Doctors may soon operate on 'digital humans'

A holographic image of Michael Jackson performs onstage during the 2014 Billboard Music Awards on May 18, 2014 in Las Vegas, Nevada.
The company that 'revived' MJ   

Music fans received a surprise last year when a lifelike hologram of Michael Jackson performed at the Billboard Music Awards. Now, the creators behind that technology want to bring the first digital human to healthcare.

Florida-based Pulse Evolution creates computer-generated human likeness, or 'virtual humans.' Its technology has already been featured in Hollywood blockbusters like 'The Lord of the Rings: The Two Towers,' and 'Star Wars: Revenge of the Sith.' In the education sector, Pulse is working on a recreation of Albert Einstein to teach math at the University of Beijing.

Speaking to CNBC on the sidelines of the Smart Nations Innovation conference in Singapore, managing director Rudy Mazzocchi said he intends to turn the company's focus to medicine.

"We can do a MRCP scan of your brain or heart and create a hyper-realistic holographic image of your organs and help educate physicians, train nurses, technicians, show you what's wrong with an abnormality in your heart and how the physician is going to correct it."

Personalized healthcare

The goal is to provide doctors a personalized map of a patient's body, according to Pulse. Doctors already use advanced mapping technology like positron emission tomography for that purpose, but Pulse's software will have the extra benefit of touch, Mazzocchi said.

"It's data capture, so we can take data from an MRI, do a merge with CT images, positron emission and recreate the organ. Eventually, we're going to integrate sensors so we can actually put on a surgical glove and have the feel of a real organ. We'll match the biometrics of the tissue with the sense of touch."

JEAN-SEBASTIEN EVRARD | AFP | Getty Images

This means surgeons can do accurate pre-surgical planning with personalized recreations of a patient's organs. "A surgeon can run through an iteration of different procedures and ensure they are going to optimize the outcome," Mazzocchi said.

Personalized healthcare solutions have rapidly gained traction over the past year.

Last May, a UK research team at the University of Sheffield began engineering a computer simulation of the human body. Called 'The Virtual Physiological Human,' it's aimed at testing treatments and the effects of new drugs before giving them to real patients.

Challenges ahead

The use of artificial intelligence and virtual human software is spreading beyond traditional fields.
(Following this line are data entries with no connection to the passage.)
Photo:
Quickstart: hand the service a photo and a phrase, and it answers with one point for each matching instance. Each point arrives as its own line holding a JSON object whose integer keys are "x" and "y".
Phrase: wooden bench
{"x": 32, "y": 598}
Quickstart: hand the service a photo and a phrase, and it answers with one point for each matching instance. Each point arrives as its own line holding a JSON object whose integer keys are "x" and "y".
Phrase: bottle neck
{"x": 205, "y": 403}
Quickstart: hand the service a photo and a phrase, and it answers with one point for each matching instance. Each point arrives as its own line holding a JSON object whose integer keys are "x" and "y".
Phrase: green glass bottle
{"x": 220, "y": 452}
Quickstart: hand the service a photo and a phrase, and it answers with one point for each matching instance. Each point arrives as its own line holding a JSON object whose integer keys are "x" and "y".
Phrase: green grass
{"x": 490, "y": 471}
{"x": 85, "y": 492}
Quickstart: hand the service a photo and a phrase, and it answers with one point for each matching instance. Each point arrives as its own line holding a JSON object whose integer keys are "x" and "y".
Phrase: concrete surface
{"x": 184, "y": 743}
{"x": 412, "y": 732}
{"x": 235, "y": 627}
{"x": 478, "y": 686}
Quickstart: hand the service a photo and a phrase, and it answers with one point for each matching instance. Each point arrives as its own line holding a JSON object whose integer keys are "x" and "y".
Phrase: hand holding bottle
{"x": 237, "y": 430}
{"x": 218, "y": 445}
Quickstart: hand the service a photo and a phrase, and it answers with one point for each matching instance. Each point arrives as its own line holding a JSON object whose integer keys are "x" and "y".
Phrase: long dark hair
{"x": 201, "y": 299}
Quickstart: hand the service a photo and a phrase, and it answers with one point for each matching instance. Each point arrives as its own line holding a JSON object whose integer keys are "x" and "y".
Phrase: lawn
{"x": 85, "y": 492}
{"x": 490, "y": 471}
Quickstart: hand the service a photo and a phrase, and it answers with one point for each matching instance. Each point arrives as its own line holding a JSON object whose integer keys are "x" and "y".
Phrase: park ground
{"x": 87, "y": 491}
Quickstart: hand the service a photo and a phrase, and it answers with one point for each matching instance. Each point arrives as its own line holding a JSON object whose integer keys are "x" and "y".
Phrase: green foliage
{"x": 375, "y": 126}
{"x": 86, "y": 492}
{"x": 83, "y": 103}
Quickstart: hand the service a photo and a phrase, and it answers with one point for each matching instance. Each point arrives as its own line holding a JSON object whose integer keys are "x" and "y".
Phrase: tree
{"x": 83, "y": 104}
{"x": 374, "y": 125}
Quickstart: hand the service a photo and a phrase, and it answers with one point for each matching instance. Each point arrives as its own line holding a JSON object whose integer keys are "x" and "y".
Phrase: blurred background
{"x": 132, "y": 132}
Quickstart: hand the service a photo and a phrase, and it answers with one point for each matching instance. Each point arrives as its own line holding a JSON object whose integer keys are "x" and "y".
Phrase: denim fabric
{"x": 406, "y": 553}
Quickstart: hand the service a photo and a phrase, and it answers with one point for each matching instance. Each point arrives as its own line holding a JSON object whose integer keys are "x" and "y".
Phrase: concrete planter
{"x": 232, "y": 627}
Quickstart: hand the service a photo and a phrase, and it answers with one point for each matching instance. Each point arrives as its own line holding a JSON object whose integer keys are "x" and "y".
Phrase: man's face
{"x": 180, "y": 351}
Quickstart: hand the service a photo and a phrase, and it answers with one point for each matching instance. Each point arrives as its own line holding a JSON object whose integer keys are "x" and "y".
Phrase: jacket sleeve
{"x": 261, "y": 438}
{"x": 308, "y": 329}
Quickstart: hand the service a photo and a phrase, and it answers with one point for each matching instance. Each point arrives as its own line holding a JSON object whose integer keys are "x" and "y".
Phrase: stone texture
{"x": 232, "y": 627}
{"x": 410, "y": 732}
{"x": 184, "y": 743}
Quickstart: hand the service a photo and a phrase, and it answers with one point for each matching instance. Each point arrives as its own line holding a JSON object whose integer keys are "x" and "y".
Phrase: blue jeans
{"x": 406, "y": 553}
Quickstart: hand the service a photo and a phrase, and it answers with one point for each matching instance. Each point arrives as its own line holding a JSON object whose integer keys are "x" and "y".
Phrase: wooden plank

For example, demonstrators in Madrid took part in the world's first hologram protest earlier this month to challenge a law that penalizes citizens for protesting in front of parliament buildings.

Like any technology, the software must be properly regulated to ensure it doesn't fall into the wrong hands, Pulse Evolution noted.

So, who will regulate this?

"Regulation is going to come from each individual industry. In the U.S., we have our FDA regulatory agencies for medicine and we're going to have FAA intervene as we put a face to artificial intelligence. It's going to vary country by country," Mazzocchi said.